France is working on a 300 billion ($417 billion) bailout fund to rescue European banks caught up in the credit crunch, according to press reports.
The cash could be used either to help recapitalize banks or to create a U.S.-style deposit for illiquid mortgage securities.
France holds the presidency of the European Union. Under the proposal, it would be looking to create a Europe-wide emergency fund that would be used to support banks when national governments failed to intervene.
However, according to press reports, the propoasl has been met with skepticism particularly from the German Chancellor Angela Merkel. Ulrich Wilhelm, a spokesman for Merkel, said that there was no need for "a measure along the lines of what has been decided in the US".
The British government also shared the view and stated that they are sticking to the Special Liquidity Scheme (SLS) system. The Bank of England is thought to be moving toward a plan to widen criteria on collateral banks can use for loans from the government.

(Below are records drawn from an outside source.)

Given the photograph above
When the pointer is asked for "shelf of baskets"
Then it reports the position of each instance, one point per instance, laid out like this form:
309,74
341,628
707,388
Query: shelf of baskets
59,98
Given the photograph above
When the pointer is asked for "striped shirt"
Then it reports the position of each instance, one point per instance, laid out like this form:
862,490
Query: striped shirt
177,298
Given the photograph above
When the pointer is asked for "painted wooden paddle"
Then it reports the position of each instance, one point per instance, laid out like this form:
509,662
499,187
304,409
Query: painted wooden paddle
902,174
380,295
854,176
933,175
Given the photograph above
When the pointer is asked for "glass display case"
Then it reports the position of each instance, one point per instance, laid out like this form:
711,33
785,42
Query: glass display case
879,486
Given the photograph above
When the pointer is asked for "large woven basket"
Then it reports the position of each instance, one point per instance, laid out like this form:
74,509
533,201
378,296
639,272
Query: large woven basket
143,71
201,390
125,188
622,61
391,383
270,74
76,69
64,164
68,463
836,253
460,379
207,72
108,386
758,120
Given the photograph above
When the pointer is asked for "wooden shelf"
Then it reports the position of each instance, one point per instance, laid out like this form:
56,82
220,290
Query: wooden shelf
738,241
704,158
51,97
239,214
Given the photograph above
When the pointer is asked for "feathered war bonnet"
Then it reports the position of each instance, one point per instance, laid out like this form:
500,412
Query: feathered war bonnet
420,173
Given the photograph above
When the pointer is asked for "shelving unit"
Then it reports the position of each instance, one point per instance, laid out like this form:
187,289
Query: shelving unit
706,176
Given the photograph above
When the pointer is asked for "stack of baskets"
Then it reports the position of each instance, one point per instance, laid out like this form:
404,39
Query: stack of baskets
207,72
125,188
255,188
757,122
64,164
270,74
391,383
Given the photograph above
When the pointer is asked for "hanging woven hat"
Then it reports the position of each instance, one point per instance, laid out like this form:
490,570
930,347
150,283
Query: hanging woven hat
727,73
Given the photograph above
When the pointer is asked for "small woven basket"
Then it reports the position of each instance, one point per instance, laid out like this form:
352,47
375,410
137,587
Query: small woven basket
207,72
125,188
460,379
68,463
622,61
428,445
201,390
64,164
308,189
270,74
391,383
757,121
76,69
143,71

Under the terms of the scheme, only triple-A rated mortgages written before December 2007 and packaged into securities can be used as collateral, although banks have petitioned for the inclusion of other assets such as corporate loans to be included.
Ireland on Tuesday unveiled plans to guarantee all retail deposits and substantially all wholesale funding obligations of six of the top Irish banks. The guaranty comes into force with immediate effect, covering all retail, commercial and interbank deposits as well as the banks covered bonds, senior debt and dated subordinated debt (lower tier II only). The guaranty, which is subject to specific terms and conditions, extend to both existing and new debt facilities for a period of up to two years ending on September 28, 2010. Banks will be charged for this government guarantee.
The guaranty means that the Irish government will effectively backstop some 500 billion of bank liabilities, according to Deutsche Bank. Although Irish bank securitizations are excluded from government guarantee it still yields an important benefit for RMBS and CLO bondholders, in that seller-related risks whether ratings or outright failure in the most extreme case have effectively been neutralized.
However, the improved cost of balance sheet debt funding could make future securitizations less appealing. Deutsche Bank said that if bailouts in other European jurisdictions replicate the Irish model, any recovery prospects for the primary European structured finance market would greatly diminish.